1. You simply substitute x for t in the function (in other words just take the first half of your answer, and get rid of the dt).
2. Almost. There shouldn't be a minus sign, and the "e" disappeared.
well actually i have two quick questions. i am doing a problem and i wanted to make sure my thought process was correct.
1. when you have an integral, lets say inside the integral is 3*e^((1/2)*sin (2t)dt) with the limits running from 0 to x, if I wanted to take the derivative of this integral then that would simply remove the integral and leave me with the function at the endpoints of 0, and x? so i would have 3*e^((1/2)*sin (2(x)) dt - 3*e^((1/2)*sin (2(0)) dt ? is this correct?
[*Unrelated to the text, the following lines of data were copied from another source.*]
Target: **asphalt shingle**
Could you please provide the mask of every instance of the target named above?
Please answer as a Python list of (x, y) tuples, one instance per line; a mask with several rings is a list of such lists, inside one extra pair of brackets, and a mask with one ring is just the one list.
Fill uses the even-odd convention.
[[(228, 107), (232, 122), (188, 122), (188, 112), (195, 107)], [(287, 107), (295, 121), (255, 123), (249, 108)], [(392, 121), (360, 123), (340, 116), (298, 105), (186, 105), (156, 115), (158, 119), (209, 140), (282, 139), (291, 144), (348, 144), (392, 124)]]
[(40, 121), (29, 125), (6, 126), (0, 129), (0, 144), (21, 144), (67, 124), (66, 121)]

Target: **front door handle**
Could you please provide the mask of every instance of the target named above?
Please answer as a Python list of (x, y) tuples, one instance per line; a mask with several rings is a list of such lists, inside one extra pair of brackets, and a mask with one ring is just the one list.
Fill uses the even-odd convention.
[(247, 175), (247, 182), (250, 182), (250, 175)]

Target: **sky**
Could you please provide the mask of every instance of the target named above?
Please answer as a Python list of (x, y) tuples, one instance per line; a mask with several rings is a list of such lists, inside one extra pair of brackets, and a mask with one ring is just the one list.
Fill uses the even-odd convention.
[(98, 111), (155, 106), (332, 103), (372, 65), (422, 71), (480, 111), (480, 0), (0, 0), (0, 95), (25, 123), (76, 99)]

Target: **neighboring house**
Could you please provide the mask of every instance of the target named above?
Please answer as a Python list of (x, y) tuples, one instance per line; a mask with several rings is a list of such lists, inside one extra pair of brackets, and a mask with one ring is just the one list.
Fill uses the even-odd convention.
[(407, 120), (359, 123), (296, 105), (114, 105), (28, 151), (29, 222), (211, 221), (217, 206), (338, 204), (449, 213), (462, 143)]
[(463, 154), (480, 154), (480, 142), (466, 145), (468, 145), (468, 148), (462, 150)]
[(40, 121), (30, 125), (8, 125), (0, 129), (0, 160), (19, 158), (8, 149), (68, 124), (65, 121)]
2. my second question is on taking the derivative of the function y= e^(-(1/2)*sin(2x)). to do this derivative i could say -2*(1/2)*cos(2x)?
thanks in advance
i am sorry let me retype the original problem again...
y= e^((-1/2)*sin(2x)) * (integral(3*e^((1/2)*sin(2t)) dt+ c1)) i hope this is better. the first part is y = e raised to the stuff, where the stuff is -1/2 times sin 2x, this is times the integral of
stuff, where the stuff equals 3 times e raised to the 1/2 times sin 2t, dt + c1. so to take the derivative of this function, i used the formula that halls posted earlier.
y' = would be just the product rule of the function. and after doing this problem i ordered some books on latex, i will work on a more suitable notation, that is more clearly understood.